Sobald ein Müllcontainer voll ist, wird er auf einen angrenzenden Zug geladen. „Einmal pro Tag fahren wir dann zur Verbrennungsanlage nach Niehl. Mit dabei sind 20 Container, in die jeweils 20 Tonnen Restmüll passen“, sagt Didem Getz. Insgesamt also 400 Tonnen Müll fahren täglich mit dem Zug durch Köln. Muss das nicht ganz schön stinken? „Nein“, sagt Didem Getz: „Für die Container haben wir extra geruchsdichte Deckel, damit der Zug nicht für einen unangenehmen Geruch in der Stadt sorgt.“

Foto: Csaba Peter Rakoczy

Schritt 5: Verbrennen und Wiederverwerten

Während der Restmüll in Niehl verbrannt wird, landet etwa der Plastikmüll wieder im Supermarkt-Regal. Aus ihm werden neue Plastikflaschen, Verpackungen oder Folie hergestellt. Altes Papier dagegen wird zu neuen Blättern weiterverarbeitet. Vielleicht kennst du ja aus der Schule die Blätter, die nicht komplett weiß, sondern etwas gräulich sind. Das ist meistens Recyclingpapier, für das keine zusätzlichen Bäume abgeholzt werden mussten. „Darum ist Mülltrennung auch so wichtig. Denn damit behalten wir bei den AWB nicht nur einen besseren Überblick und haben einen einfacheren Job, sondern wir schonen auch die Umwelt“, betont Didem Getz noch einmal.

Foto: Csaba Peter Rakoczy

So machst du selbst weniger Müll:

Mülltrennung ist ein wichtiges Thema, aber viel besser ist es noch, wenn du erst gar keinen Müll produzierst. Damit dir das gelingt, hat Didem Getz ein paar Tipps für dich parat:

  1. Lebensmittel unverpackt kaufen: Sag deinen Eltern, dass sie zum Beispiel Obst oder Gemüse nicht immer in Folie verpackt kaufen müssen.

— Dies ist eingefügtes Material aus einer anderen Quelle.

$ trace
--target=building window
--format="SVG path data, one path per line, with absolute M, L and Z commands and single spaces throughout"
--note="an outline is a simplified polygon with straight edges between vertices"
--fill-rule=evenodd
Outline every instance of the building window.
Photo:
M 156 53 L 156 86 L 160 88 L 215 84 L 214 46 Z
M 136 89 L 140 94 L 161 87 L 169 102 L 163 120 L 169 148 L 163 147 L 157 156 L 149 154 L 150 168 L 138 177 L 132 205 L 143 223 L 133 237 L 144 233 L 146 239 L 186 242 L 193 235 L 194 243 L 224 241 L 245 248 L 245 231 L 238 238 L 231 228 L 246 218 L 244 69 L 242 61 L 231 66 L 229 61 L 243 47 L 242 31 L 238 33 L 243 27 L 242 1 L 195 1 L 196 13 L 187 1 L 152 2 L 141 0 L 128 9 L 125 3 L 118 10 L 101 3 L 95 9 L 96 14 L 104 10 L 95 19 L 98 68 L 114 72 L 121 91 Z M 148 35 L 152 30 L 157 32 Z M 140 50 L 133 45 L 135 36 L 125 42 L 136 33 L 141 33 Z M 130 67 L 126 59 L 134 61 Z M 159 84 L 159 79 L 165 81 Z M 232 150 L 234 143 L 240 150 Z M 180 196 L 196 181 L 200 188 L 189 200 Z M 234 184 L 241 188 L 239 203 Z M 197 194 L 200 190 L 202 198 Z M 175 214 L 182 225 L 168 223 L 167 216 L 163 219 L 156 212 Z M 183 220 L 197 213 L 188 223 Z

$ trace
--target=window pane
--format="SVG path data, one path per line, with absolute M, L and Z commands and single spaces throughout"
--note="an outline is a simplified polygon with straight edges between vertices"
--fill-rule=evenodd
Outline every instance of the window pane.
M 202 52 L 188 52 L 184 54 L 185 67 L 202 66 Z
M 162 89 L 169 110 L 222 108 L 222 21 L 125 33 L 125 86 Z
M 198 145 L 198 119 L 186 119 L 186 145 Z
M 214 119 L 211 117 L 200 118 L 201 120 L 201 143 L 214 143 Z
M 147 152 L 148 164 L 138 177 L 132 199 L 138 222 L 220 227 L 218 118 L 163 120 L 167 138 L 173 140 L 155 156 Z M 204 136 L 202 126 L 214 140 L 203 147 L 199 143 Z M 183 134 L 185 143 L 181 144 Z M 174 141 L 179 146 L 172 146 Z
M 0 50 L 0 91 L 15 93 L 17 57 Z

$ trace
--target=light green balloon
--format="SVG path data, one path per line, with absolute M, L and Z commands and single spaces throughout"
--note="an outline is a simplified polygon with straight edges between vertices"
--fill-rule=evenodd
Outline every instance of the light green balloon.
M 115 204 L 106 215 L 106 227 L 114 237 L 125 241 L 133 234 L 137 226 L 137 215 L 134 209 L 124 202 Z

Statt eines Plastikbeutels für unverpackte Lebensmittel bieten viele Supermärkte auch einen Mehrzweckbeutel an.
  2. Wasser aus einer wiederverwendbaren Flasche trinken: Plastikflaschen werden zwar recycelt, trotzdem sorgen sie für reichlich Müll. Daher nimm lieber eine wiederverwendbare Flasche mit, die du zum Beispiel mit Leitungswasser auffüllen kannst.
  3. Benutze eine Brotdose: Statt jedes Mal beim Bäcker eine Papiertüte mitzunehmen, lass‘ dir dein Brötchen doch einfach in die Hand geben. Dann kannst du es in deiner Brotdose verstauen und musst später keine Tüte wegwerfen, die die Umwelt ebenfalls belastet.